I realized that I was so upset about the break-up that I had channeled all my emotions toward this cake.  Remembering how liberating it was to leave the relationship, I decide:  “I shall leave the cake.”  Now, readers, allow me to specify; of course we will have cake, but it won’t be in the shape of a ladybug or be decorated with candied violets.  It will be break-up cake.  And while I liked very much the sound of “break-up cake” I didn’t really want those words permeating my awesome rooftop bachelorette birthday party.  And such was the conception of Ugly Cake.  Ugly Cake was a huge hit and I highly recommend it for your next negative special occasion:  break-up, betrayal or termination-of-employment are some common examples.
Ingredients:
Cake-mix, eggs, oil, water
Frosting of choice (chocolate’s good)
Marshmallow cream
Pretzels, potato chips, something salty
Maybe a crunchy cereal
Oreos.  (Crushed with a mallet.  Or hammer.  Or framed photo of your Ex.)
Fritos.  It doesn’t matter.  Whatever you’ve got.
Instructions:
Bake cake according to directions.  Let it cool then frost it like you are murdering something.  Slash its fucking face.  It will not be pretty.  That’s the point.  Cut the fucker up into 30 or 40 cubes.
You’ll need a big bowl.  Start layering. 
Frosted cake-cubes
Marshmallow spread. 
Crunchy things. (They might not be crunchy by the time the ugly cake is consumed, but that’s the spirit.  One guest asked of my mini pretzel sticks:  “What are the wormy things?”
Repeat layering until the bowl is full.
You can stick long candles in it if you want.  It’s a good idea because without them, during the song, you’re just spitting on a cake that other people will be eating.

That was 5 years ago.  This year, as my June birthday neared, my loving husband (who says ‘I love you’ every day) fought me to handle the birthday cake.  I agreed (sacrificing all that creative force) and described what I wanted:  a white cake, white frosting, with strawberries.  I ask him about the cake more than three times in the days leading up to my birthday and my cake-fixation becomes “a thing” at our home.  For him, it’s an “are-you-kidding-me” thing; for me, a “these-kinds-of-orders-have-to-be-placed-in-advance” thing. 
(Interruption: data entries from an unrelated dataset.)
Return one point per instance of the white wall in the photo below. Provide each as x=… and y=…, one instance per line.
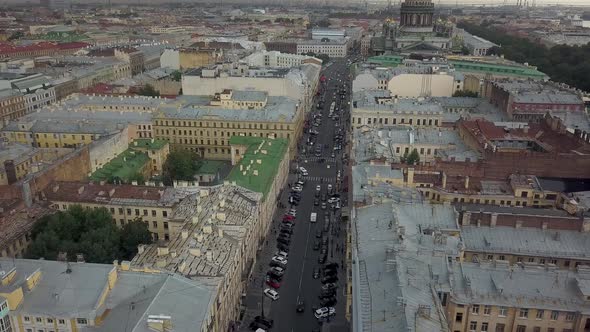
x=104, y=150
x=421, y=85
x=170, y=58
x=365, y=81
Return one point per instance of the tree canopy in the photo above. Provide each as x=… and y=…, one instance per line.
x=91, y=232
x=180, y=165
x=148, y=90
x=562, y=63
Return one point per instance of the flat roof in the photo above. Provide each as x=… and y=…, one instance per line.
x=251, y=174
x=527, y=241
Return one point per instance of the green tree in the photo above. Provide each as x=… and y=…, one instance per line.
x=135, y=232
x=465, y=93
x=176, y=75
x=413, y=158
x=148, y=90
x=91, y=232
x=180, y=165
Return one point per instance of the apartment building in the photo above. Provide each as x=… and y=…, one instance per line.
x=59, y=128
x=378, y=108
x=155, y=206
x=12, y=106
x=219, y=239
x=41, y=295
x=332, y=48
x=530, y=100
x=497, y=297
x=205, y=125
x=279, y=60
x=298, y=83
x=16, y=161
x=17, y=221
x=132, y=56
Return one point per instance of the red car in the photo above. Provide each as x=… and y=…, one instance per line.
x=272, y=282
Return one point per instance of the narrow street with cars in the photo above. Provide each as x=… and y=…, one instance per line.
x=299, y=280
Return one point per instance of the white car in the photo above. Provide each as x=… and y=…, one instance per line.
x=324, y=312
x=297, y=188
x=333, y=200
x=282, y=254
x=280, y=259
x=273, y=294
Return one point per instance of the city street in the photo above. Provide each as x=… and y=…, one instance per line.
x=298, y=282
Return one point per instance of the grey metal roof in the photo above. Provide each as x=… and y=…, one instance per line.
x=138, y=295
x=527, y=241
x=277, y=109
x=520, y=287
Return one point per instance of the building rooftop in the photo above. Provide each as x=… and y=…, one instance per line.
x=259, y=164
x=398, y=264
x=277, y=109
x=124, y=167
x=527, y=241
x=214, y=224
x=187, y=301
x=89, y=192
x=520, y=287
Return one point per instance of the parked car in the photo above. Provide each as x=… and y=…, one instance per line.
x=329, y=279
x=274, y=283
x=271, y=293
x=316, y=245
x=300, y=305
x=266, y=321
x=329, y=286
x=324, y=312
x=328, y=302
x=316, y=273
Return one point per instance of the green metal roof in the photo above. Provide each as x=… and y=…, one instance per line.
x=146, y=143
x=485, y=67
x=263, y=155
x=124, y=166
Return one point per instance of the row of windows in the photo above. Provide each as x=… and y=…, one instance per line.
x=500, y=327
x=419, y=122
x=486, y=310
x=233, y=125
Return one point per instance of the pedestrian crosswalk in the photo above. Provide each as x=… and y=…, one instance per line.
x=317, y=159
x=324, y=179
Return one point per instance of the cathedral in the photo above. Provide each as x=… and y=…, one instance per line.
x=416, y=31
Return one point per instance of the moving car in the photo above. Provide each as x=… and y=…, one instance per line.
x=324, y=312
x=271, y=293
x=300, y=305
x=316, y=272
x=266, y=321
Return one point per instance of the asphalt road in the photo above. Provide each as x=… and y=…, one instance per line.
x=298, y=282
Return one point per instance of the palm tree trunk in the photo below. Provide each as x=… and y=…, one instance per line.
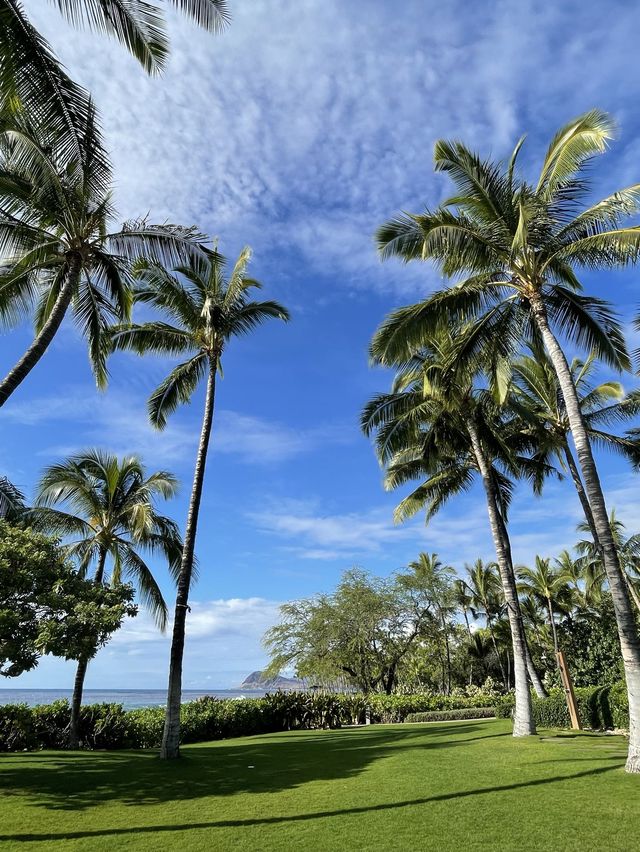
x=34, y=353
x=534, y=677
x=629, y=641
x=171, y=736
x=81, y=671
x=582, y=494
x=445, y=634
x=497, y=653
x=523, y=724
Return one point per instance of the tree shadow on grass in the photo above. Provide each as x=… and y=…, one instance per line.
x=74, y=781
x=258, y=821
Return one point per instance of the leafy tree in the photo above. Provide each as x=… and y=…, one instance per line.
x=550, y=589
x=139, y=26
x=46, y=607
x=57, y=247
x=602, y=405
x=514, y=248
x=590, y=561
x=448, y=437
x=205, y=310
x=486, y=592
x=364, y=630
x=109, y=513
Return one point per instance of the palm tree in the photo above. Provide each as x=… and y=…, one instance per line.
x=536, y=387
x=140, y=27
x=438, y=577
x=484, y=584
x=550, y=589
x=591, y=561
x=449, y=437
x=514, y=248
x=12, y=503
x=57, y=247
x=206, y=310
x=108, y=507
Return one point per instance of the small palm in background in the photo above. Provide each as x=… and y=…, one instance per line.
x=108, y=516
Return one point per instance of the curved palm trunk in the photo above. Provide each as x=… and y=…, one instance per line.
x=523, y=724
x=81, y=671
x=34, y=353
x=497, y=653
x=582, y=494
x=171, y=736
x=534, y=677
x=629, y=641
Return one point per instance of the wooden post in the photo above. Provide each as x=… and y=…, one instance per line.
x=569, y=694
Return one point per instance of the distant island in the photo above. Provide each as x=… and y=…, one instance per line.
x=257, y=680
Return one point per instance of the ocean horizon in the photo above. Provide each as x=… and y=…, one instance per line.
x=131, y=699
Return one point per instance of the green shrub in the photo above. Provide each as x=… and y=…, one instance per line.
x=452, y=715
x=16, y=728
x=599, y=708
x=109, y=726
x=619, y=704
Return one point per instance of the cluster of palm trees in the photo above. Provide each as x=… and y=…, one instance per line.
x=483, y=385
x=62, y=254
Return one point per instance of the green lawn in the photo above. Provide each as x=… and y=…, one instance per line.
x=451, y=786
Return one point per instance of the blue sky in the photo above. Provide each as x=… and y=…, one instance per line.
x=299, y=131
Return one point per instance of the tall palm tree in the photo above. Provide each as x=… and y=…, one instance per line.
x=56, y=245
x=205, y=310
x=486, y=593
x=536, y=386
x=590, y=561
x=449, y=437
x=139, y=26
x=514, y=248
x=108, y=510
x=438, y=577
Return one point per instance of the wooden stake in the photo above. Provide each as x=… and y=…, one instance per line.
x=569, y=694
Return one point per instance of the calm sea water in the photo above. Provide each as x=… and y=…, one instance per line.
x=129, y=698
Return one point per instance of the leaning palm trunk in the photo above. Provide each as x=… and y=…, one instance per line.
x=534, y=677
x=523, y=724
x=171, y=736
x=81, y=671
x=34, y=353
x=629, y=642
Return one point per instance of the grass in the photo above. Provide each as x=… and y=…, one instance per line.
x=450, y=786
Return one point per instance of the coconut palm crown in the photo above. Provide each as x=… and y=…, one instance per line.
x=58, y=247
x=513, y=249
x=205, y=307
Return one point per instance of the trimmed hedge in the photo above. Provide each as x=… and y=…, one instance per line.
x=599, y=708
x=109, y=726
x=453, y=715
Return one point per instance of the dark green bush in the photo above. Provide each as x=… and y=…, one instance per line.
x=599, y=708
x=619, y=704
x=452, y=715
x=109, y=726
x=16, y=728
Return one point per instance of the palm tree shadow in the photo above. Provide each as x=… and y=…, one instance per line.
x=75, y=781
x=257, y=821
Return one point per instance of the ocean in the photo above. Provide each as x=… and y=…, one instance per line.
x=129, y=698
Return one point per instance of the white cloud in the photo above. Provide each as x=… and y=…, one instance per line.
x=223, y=646
x=118, y=421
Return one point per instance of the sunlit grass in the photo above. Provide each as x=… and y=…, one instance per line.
x=452, y=786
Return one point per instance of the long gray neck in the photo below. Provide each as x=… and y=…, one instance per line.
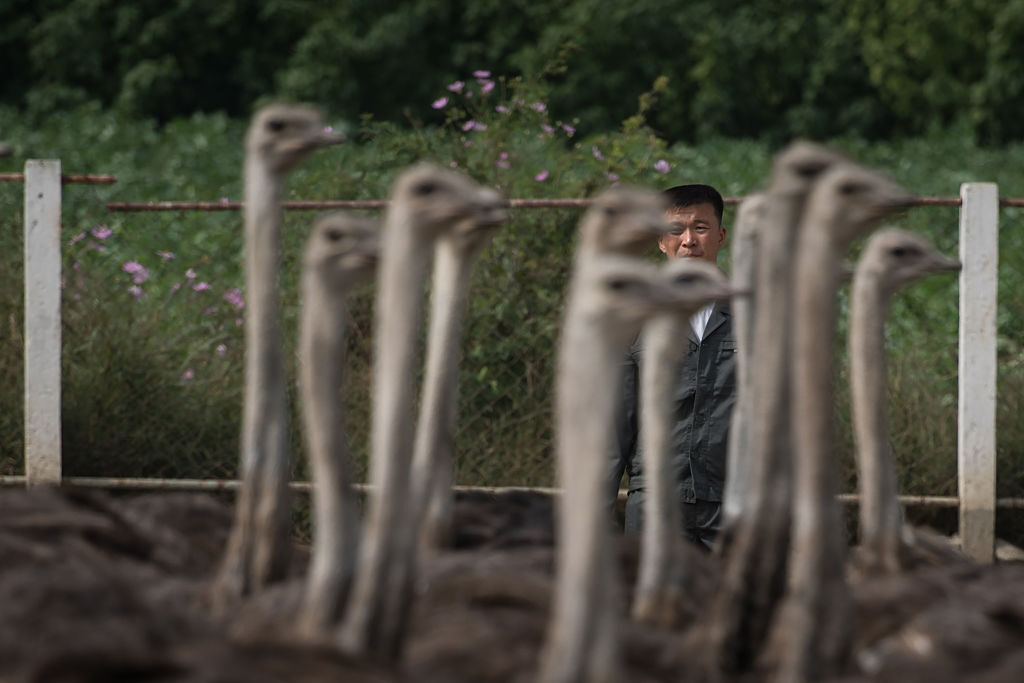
x=582, y=643
x=662, y=568
x=434, y=442
x=335, y=513
x=374, y=621
x=881, y=517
On the day, he goes to pick up my cake at the somewhat famous bakery in our neighborhood.  The cake has split across the top and a good third of its top layer is sliding off to one side.

Not pretty.  And also…
Not the point this time.
He argues it out a little and the manager sees to it that a second cake is created for him.  He carefully walks it one block home and together we lift the white cardboard lid:  layers of cake, custard, and frosting are sloping off to one side.  A crevice has formed across the top that cannot be disguised.
I could not help seeing the echo of the 5-years-ago Break-up Cake, and while I was mildly bummed/amused, my husband was furious.  Eventually, we fashioned ¾ of it onto our cake stand and the other doomed ¼ went into a Tupperware bowl which we invisibly labeled “breakfast.”
I never told my husband about Ugly Cake partly because it didn’t seem like a good parallel at the moment.  But he will probably read this blog and recognize himself in both chapters of this story.  Bottom line:  cake is delicious, no matter what the shape.  But “I love you” is “I love you” only one way.